我一直在编写一个被蒙住眼睛的魔方备忘录生成器,如果你不知道那是什么,你基本上给它一个魔方的混乱,它会给你所有你需要记住的东西来解决魔方蒙住眼睛。目前,它只是用于求解边。蒙住眼睛的方法是这样的你有一个方块来交换边,这是红白边,你总是拿着绿色中心面向你的方块,白色中心在上面。如果你想要更详细的解释,请观看:https://www.youtube.com/watch?v=ZZ41gWvltT8.

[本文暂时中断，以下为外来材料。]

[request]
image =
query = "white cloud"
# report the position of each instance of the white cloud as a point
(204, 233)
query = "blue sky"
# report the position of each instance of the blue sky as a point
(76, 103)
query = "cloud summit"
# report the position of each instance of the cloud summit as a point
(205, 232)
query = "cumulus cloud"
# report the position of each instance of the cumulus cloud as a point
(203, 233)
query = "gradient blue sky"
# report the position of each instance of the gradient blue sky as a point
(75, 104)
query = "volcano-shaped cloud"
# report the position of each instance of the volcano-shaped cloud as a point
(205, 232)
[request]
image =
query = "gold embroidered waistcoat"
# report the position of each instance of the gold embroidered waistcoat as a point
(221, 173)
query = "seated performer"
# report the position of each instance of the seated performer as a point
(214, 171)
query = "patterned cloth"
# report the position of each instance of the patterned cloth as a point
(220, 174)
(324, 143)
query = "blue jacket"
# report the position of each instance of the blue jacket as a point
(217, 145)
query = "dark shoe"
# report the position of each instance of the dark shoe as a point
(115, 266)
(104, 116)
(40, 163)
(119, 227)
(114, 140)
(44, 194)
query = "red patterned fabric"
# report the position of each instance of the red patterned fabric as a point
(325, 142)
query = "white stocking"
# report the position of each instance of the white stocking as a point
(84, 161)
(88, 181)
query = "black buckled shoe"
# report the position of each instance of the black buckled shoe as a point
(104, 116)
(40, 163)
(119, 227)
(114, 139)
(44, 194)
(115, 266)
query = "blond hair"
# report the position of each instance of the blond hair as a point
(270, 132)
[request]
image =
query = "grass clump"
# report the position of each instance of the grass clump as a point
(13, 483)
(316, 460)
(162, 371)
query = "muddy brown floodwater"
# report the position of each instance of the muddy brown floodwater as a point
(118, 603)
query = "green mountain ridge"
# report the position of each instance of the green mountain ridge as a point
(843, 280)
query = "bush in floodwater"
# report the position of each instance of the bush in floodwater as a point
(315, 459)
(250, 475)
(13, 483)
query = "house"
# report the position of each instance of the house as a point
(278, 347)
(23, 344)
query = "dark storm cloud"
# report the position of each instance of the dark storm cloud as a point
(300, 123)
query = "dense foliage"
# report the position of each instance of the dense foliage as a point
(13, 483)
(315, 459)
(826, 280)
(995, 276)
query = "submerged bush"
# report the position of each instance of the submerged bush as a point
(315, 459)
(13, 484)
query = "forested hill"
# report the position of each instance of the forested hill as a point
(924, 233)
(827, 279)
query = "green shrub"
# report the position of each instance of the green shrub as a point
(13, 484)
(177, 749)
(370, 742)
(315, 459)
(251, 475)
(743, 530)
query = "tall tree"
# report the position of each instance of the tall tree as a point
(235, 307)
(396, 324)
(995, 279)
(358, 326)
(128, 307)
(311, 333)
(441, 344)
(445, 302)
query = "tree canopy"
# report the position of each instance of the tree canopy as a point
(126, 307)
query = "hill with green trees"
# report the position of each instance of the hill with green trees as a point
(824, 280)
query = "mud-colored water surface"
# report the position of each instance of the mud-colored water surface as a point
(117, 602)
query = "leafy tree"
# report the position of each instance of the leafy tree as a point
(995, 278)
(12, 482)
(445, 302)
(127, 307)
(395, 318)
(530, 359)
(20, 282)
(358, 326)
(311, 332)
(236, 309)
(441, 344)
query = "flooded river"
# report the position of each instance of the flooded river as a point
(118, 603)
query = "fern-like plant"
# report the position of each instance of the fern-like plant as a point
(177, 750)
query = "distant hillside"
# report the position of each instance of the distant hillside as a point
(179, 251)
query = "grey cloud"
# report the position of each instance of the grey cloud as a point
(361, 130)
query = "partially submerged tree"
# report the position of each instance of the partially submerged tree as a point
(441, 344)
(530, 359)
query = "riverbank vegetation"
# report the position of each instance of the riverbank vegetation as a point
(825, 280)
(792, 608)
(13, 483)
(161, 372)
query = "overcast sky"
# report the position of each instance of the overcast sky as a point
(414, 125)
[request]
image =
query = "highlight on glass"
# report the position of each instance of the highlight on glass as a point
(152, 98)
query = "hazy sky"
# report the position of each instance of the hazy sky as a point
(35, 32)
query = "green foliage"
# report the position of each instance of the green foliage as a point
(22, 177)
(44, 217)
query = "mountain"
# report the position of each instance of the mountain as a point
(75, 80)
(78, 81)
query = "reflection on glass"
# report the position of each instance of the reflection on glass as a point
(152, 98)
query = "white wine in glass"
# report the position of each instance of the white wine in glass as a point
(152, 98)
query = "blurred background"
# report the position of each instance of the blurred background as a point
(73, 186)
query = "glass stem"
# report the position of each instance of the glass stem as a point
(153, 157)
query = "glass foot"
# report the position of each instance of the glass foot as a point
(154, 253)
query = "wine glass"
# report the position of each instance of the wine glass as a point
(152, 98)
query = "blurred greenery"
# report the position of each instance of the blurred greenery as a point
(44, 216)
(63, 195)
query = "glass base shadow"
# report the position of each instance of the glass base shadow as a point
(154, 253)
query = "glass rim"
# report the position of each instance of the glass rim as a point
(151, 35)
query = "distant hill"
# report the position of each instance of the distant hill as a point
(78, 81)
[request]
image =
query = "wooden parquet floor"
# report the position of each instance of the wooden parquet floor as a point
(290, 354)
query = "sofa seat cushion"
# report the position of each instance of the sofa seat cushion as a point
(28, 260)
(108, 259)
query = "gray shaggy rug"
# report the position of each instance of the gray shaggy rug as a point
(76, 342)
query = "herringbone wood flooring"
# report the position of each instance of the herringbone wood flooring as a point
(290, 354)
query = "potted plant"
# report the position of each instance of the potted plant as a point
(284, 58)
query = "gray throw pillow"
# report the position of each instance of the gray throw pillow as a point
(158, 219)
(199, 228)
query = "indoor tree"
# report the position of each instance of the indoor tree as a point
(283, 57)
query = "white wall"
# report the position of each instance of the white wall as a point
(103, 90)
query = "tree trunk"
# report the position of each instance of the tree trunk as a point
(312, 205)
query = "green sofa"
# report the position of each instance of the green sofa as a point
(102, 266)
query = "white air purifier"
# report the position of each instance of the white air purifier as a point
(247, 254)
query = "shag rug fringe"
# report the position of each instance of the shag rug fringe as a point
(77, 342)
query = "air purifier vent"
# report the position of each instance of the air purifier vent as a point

我的问题是在控制台你得到正确的备忘录,但边缘数组似乎没有改变,这没有意义,我添加了大量的评论到这个jsfiddle,请帮助,如果你可以,提前感谢!
这是完整的js代码(这是一个控制台的事情):
//NOTE: THIS IS ONLY FOR THE EDGES PART OF THE MEMO, SO FAR
//list of all the edge pairs on the rubiks cube
var edges = [
["a", "q"],
["b", "m"],
["c", "i"],
["d", "e"],
["e", "d"],
["f", "l"],
["g", "x"],
["h", "r"],
["i", "c"],
["j", "p"],
["k", "u"],
["l", "f"],
["m", "b"],
["n", "t"],
["o", "v"],
["p", "j"],
["q", "a"],
["r", "h"],
["s", "w"],
["t", "n"],
["u", "k"],
["v", "o"],
["w", "s"],
["x", "g"],
];
//a copy of the edges array, in its original state,
//this is used to check where the edges need to be placed on the cube
const edgesOriginal = [
["a", "q"],
["b", "m"],
["c", "i"],
["d", "e"],
["e", "d"],
["f", "l"],
["g", "x"],
["h", "r"],
["i", "c"],
["j", "p"],
["k", "u"],
["l", "f"],
["m", "b"],
["n", "t"],
["o", "v"],
["p", "j"],
["q", "a"],
["r", "h"],
["s", "w"],
["t", "n"],
["u", "k"],
["v", "o"],
["w", "s"],
["x", "g"],
];
//swaps a given edge with the buffer edge(b)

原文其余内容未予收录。